Policymaking must address this by identifying and inducting generous monetary support, enhance this through other mechanism that addresses the challenges of poverty ‘because of behaviour’. This alone will ascent more out of the poverty trap than doubling welfare benefits. Enabling ‘conditions’, nurturing ecosystem should be the priority, not income redistribution. 

The Crux research highlights that in order to emerge out of the poverty and move beyond, an individual must acquire skills (not education), defer childbirth until 4 years of marriage. Obtain steady employment, plough on, and hold the job. There are several others, namely financial prudence, investing in income generation & cost reducing assets etc. Welfare schemes must be linked to these milestones. 

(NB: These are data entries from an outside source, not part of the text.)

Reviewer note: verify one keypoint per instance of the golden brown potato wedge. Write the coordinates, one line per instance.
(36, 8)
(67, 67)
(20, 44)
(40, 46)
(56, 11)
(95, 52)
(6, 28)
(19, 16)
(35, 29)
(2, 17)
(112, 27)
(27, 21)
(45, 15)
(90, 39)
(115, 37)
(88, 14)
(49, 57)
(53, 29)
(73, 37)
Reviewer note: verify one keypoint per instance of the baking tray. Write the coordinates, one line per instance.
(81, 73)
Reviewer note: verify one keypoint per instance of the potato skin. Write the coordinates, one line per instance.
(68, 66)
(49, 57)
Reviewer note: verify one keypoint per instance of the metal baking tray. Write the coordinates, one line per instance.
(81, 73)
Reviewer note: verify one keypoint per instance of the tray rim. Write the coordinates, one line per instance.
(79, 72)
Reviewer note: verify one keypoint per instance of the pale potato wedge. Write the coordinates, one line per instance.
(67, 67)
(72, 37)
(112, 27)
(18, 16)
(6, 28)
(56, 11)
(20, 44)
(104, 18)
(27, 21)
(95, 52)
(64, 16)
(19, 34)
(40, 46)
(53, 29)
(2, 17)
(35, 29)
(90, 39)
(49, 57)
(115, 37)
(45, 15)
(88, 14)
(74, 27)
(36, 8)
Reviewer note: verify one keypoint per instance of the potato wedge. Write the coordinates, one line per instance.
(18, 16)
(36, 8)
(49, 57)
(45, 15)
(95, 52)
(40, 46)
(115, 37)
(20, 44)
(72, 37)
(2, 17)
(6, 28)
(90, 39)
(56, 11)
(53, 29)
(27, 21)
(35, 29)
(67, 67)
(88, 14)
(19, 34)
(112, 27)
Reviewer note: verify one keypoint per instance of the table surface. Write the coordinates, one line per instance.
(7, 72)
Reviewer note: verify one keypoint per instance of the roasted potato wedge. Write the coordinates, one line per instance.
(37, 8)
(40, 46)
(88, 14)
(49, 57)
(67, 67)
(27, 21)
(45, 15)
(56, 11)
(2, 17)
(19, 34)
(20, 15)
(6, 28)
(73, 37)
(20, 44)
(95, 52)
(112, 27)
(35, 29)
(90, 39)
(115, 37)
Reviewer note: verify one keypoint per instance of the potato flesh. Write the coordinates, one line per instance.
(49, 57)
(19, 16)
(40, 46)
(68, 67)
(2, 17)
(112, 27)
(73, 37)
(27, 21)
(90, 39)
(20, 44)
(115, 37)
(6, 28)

While front loading (mid-day meal, uniforms, gas cylinder) is necessary, the ‘follow’ up leaves much to be desired. There are several other examples like the ‘free’ housing, free healthcare & education. ‘Loan waivers only benefit the rich farmers. Electric subsidy is cornered by the rich. Hurts the environment. 

Irresponsible welfarism have dire consequences

We need to address the root cause, including poverty-inducing behaviours. Poor must be at the centre of the program design, and assistance should be linked to several other cardinalities.  

Several well-meaning people have been advocating an increase in welfare spending (India spends lowest amongst its peer). However, they may be confusing the trees for the forest. Poor economies cannot afford to ‘outlay’ to Big Government.  

Welfare programs must not be designed to win the appeal but to impact the people it is intended for. The solution is not to increase outlay but to effectively, innovatively and impactfully spend the outlay. 

Irresponsible welfare programs have dire consequences. It is grandstanding and costs us a third of welfare spending.